Elle sourit. C'était mignon, un Félyne… Surtout lorsqu'on leur confectionnait des armures et des armes miniatures. Cependant, elle avait toujours dit qu'elle chasserait seule… Qu'il s'agisse d'un humain ou d'un chat, cela importait guère.
-Je vois, répondit doucement Ewany.
-Acceptez d'être mon chasseur, miaou !
Relevant les yeux vers Yûko, Ewany soupira.
-Tu sais, un partenaire est un partenaire. Tu aurais dû savoir que tu perdais ton temps, souffla-t-elle sur un ton plus acerbe qu'elle ne l'aurait voulu.
-Oh Ewany. C'est vraiment un super camarade !
-Miaou, oui ! Mon maître était très fort… Miaou…
Sa voix se brisa et il baissa ses grands yeux bleus. Ewany grommela. Si elle ne quittait pas maintenant cette fichue maison, ces deux-là parviendraient à la faire culpabiliser. La pauvre créature avait perdu son maître, certainement avait-elle récolté ces vilaines blessures au même moment… Mais ce n'était pas son problème.
-Et tu retrouveras sans doute un chasseur très fort, murmura-t-elle en leur tournant le dos.

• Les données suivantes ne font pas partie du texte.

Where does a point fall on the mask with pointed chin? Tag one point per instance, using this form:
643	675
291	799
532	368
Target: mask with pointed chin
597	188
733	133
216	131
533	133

Sans leur laisser le temps de répliquer, elle ouvrit la porte et sortit.
Une fois dans les ruelles du village, Ewany s'éloigna à grandes enjambées de la maison de Yûko, afin de mettre le plus rapidement possible une distance acceptable entre elles-deux. Ses pas la guidèrent en dehors du centre du village, sur la terre ferme. Car, si Tôimachi était construite en grande partie sur l'eau, quelques fermes reposaient néanmoins sur des terres, au pied d'une haute montagne appelée le Pic des Cieux. C'était ici que se trouvaient leurs divers champs, souvent menacés ces derniers temps par l'arrivée inopinée de monstres en tout genre qui franchissaient le Pic.
S'installant dans l'herbe fraiche, Ewany soupira. Elle n'avait pas envie de rentrer chez elle ce soir. Sa petite maison de bois flottait elle aussi dans le centre du bourg, non loin de la Grand-Salle de la guilde. Le chef de Tôimachi le lui avait vendu à un prix dérisoire parce qu'elle était parvenue à capturer un Rathalos Azur qui survolait dangereusement le village. C'était il y a une semaine… Les habitants du village la tenaient en haute estime et lui avaient bien fait comprendre qu'ils se sentaient en sécurité tant qu'elle serait là. Pour cette raison, elle n'avait pu repartir, et Yûko avait toujours une quête bien sympathique à lui proposer. Aussi, Ewany espérait-elle qu'un chasseur de haut rang mettrait bientôt les pieds dans le village afin de la remplacer. Pouvait-elle seulement les abandonner pour mener à bien sa mission ? Son cœur balançait. Elle n'aurait pas voulu ça. Mais jamais Ewany ne l'avait écoutée, alors pourquoi maintenant ? A cette pensée, elle balança un poing rageur dans l'herbe et en arracha quelques brindilles.
-Merde, grommela-t-elle en se relevant.
Elle reprit la route vers la mer, afin de regagner sa petite demeure. Demain, elle aurait une décision à prendre, et elle n'avait toujours aucune idée de ce qu'elle allait faire.